# Using the OpenFDA API to get recall data

As a food safety and compliance professional, I have always had an interested in pulling straight from FDA's openFDA api all of the products subject to recall. When I first started playing with their API, I had a few questions:
- How can I pull recall data into a table?
- How can I get around the limit on each request to get everything I need for a given data range?

In this notebook, we'll explore how to answer these questions and more. If you have any questions, please reach out!

# Set up
First thing is to import the packages we need (only 2!).

In [1]:
# Import packages
import requests
import pandas as pd

# Create function for making API call
In the function "fetch_data", we will make a call to FDA's API url: https://api.fda.gov/food/enforcement.json,
add some filters ("params") and then normalize the loaded json into a dataframe.

In [2]:
def fetch_data(base_url, params):
    """
    Fetch data from the API using the base URL and parameters.
    Params:
        base_url: str, base URL of the API
        params: dict, parameters to be used for the API request
    """
    all_data = []
    while True:
        response = requests.get(base_url, params=params)
        if response.status_code == 200:
            data = response.json()
            if 'results' in data:
                all_data.extend(data['results'])
                params['skip'] += params['limit'] 
            else:
                print("No more results found.")
                break
        elif response.status_code == 404:
            if len(all_data)>0:
                print(f"{len(all_data)} results found - No more results available.")
                break
            else:
                print("No matches found. Check your query parameters.")
                break
        else:
            print("Failed to retrieve data:", response.status_code, response.text)
            break
    return all_data

# Fetch the data with an API call
Ok, below is the base url and the filters ("params") along with the date range. The params "limit" and "skip" are used to handle pagination.

In [3]:
# Instantiate search variables and parameters
base_url = 'https://api.fda.gov/food/enforcement.json'
start_date = '20240101'
end_date = '20240531'
query_params = {
    'search': f'recall_initiation_date:["{start_date}" TO "{end_date}"]',
    'limit': 100,
    'skip': 0 
}

# Fetch all data
data = fetch_data(base_url, query_params)

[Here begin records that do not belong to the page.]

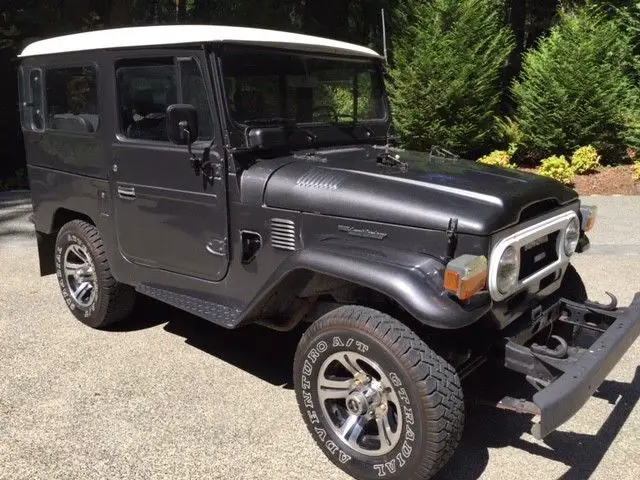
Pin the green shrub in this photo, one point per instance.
(585, 160)
(498, 158)
(446, 84)
(576, 88)
(557, 168)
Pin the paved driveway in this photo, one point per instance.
(167, 395)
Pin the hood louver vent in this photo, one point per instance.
(321, 179)
(283, 234)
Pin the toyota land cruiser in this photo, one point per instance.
(250, 176)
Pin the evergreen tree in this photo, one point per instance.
(576, 88)
(446, 80)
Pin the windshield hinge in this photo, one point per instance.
(452, 239)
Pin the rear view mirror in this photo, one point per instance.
(267, 137)
(182, 124)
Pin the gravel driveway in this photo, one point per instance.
(167, 395)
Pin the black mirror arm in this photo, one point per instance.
(196, 163)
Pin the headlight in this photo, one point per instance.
(571, 237)
(508, 270)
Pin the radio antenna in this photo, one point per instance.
(384, 37)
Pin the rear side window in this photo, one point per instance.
(146, 88)
(72, 99)
(31, 99)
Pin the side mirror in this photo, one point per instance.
(182, 124)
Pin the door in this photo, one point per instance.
(167, 216)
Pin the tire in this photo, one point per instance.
(422, 401)
(79, 248)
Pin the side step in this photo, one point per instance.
(222, 315)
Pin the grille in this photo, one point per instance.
(320, 178)
(538, 254)
(283, 234)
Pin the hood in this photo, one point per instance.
(351, 184)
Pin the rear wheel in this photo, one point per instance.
(92, 293)
(377, 400)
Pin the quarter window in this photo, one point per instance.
(31, 111)
(72, 99)
(146, 89)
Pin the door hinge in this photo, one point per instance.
(217, 247)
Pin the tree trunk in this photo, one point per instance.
(121, 13)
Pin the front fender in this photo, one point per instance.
(411, 279)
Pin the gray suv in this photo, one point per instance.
(250, 176)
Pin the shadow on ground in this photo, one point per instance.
(269, 355)
(262, 352)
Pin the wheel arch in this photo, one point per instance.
(411, 280)
(46, 236)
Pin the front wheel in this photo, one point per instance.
(377, 400)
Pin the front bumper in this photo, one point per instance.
(582, 369)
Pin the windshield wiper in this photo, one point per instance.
(286, 123)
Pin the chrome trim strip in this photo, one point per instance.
(523, 237)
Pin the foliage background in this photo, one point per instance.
(526, 22)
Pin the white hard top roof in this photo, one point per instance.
(185, 34)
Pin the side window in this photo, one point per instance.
(31, 111)
(194, 92)
(147, 88)
(72, 99)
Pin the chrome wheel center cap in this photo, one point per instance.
(357, 403)
(363, 400)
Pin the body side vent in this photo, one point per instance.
(283, 234)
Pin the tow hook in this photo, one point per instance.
(560, 351)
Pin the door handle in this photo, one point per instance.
(127, 193)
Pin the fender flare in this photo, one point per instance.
(413, 280)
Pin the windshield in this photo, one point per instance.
(306, 89)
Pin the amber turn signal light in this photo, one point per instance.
(466, 275)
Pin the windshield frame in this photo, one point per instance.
(234, 126)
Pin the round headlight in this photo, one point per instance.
(508, 270)
(571, 237)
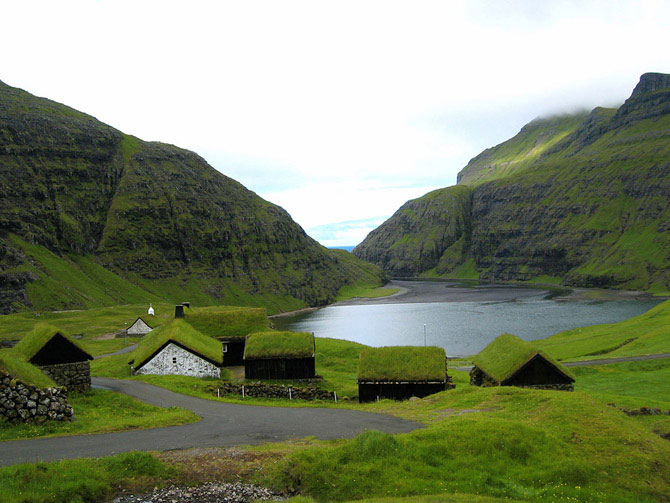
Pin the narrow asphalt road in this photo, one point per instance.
(222, 424)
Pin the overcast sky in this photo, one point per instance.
(337, 111)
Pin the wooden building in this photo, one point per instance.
(176, 348)
(279, 355)
(230, 326)
(510, 361)
(58, 356)
(139, 328)
(401, 372)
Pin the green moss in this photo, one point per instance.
(180, 332)
(227, 322)
(272, 344)
(402, 363)
(507, 354)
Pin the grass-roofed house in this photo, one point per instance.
(401, 372)
(141, 326)
(510, 361)
(279, 355)
(27, 395)
(58, 356)
(229, 325)
(177, 348)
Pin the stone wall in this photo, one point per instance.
(23, 403)
(175, 360)
(76, 376)
(260, 390)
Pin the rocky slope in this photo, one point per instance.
(579, 200)
(90, 216)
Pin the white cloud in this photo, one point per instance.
(303, 101)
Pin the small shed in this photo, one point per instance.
(139, 328)
(279, 355)
(177, 348)
(401, 372)
(510, 361)
(230, 325)
(58, 356)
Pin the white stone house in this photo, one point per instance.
(178, 349)
(138, 328)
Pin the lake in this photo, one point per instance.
(462, 320)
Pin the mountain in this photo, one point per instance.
(90, 217)
(579, 199)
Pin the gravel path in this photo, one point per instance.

# Create DataFrame from the collected data
df = pd.json_normalize(data)

# Convert date columns
date_columns = ['recall_initiation_date', 'center_classification_date', 'termination_date', 'report_date']
for column in date_columns:
    df[column] = pd.to_datetime(df[column], format='%Y%m%d', errors='coerce').dt.date

437 results found - No more results available.


# Check results
Let's take a look at the data to confirm the range and columns of the new dataframe.

In [7]:
# Inspect results
print('Min date:', min_date := df.recall_initiation_date.min())
print('Max date:', max_date := df.recall_initiation_date.max())
print(df.columns)
df.head(2)

Min date: 2024-01-02
Max date: 2024-05-17
Index(['status', 'city', 'state', 'country', 'classification', 'product_type',
       'event_id', 'recalling_firm', 'address_1', 'address_2', 'postal_code',
       'voluntary_mandated', 'initial_firm_notification',
       'distribution_pattern', 'recall_number', 'product_description',
       'product_quantity', 'reason_for_recall', 'recall_initiation_date',
       'center_classification_date', 'report_date', 'code_info',
       'more_code_info', 'termination_date'],
      dtype='object')


Unnamed: 0,status,city,state,country,classification,product_type,event_id,recalling_firm,address_1,address_2,...,recall_number,product_description,product_quantity,reason_for_recall,recall_initiation_date,center_classification_date,report_date,code_info,more_code_info,termination_date
0,Ongoing,San Luis,AZ,United States,Class I,Food,93920,HandNatural,874 S Main St,,...,F-1170-2024,"H&NATURAL 2 PACK! BRAZIL SEED 60 PIECES, PURE ...",,Product recalled due to the presence of yellow...,2024-02-09,2024-04-16,2024-04-24,No Lot code on label. Expiration date listed a...,,NaT
1,Ongoing,New Century,KS,United States,Class I,Food,94565,Danisco USA Inc.,4 New Century Pkwy,,...,F-1333-2024,Grindsted Sweetlife CINN. Roll BAS Stabilizer ...,7257.60 kg,Potential Salmonella Contamination,2024-05-03,2024-06-06,2024-06-12,Lot number: 1204607256; 1204607257; 1204607258...,,NaT


In [6]:
# Check the names of products subject to recall, which are truncated in the above formatting
df.product_description.to_list()[:10]

['H&NATURAL 2 PACK! BRAZIL SEED 60 PIECES, PURE NATURAL SEMILLA DE BRASIL FOR 60 DAYS, 5 GRAMS PER BOX, 2 BLACK BOXES.',
 'Grindsted Sweetlife CINN. Roll BAS Stabilizer & Emulsifier System, 22.68 kg/ 50 lb bag',
 'GRANDE     1.5OZ FRESH BOCCONCINI MOZZ 1/3#         SUPC/ITEM # 19132P',
 'Sysco Classic Riced Cauliflower packed in a 4lb plastic bag (6 units of 4 lb. per carton box).',
 'Vanilla Ice Cream Cookie Sandwich. Sandwiches packaged in a gold or clear bags. 50 sandwiches per case and weighting 4oz each sandwich.',
 'California Wine Wafer - Mocha Chocolate and Original Wine Wafer - Mocha Chocolate [Two sizes: retail package of 8 wafers (7 oz) and retail gift package of 2 wafers (2 oz)]',
 'Charles Boggini Pink Lemonde; 1 or 5 U.S. Gallons',
 'Fresh Local , Country Corner Dairy,  YELLOW COLBY CHEESE, INGREDIENTS: Pasteurized Milk, Salt , Rennet, Calcium Chloride,  Cheese Culture, Contains Milk. Product comes in various sizes, 6 oz. up to 42 lbs. and is in vacuum sealed plastic pack

# Save results to CSV file

In [9]:
# Save csv to file
df.to_csv(f'../data/fda-food-recall_{min_date}-to-{max_date}.csv', index=False)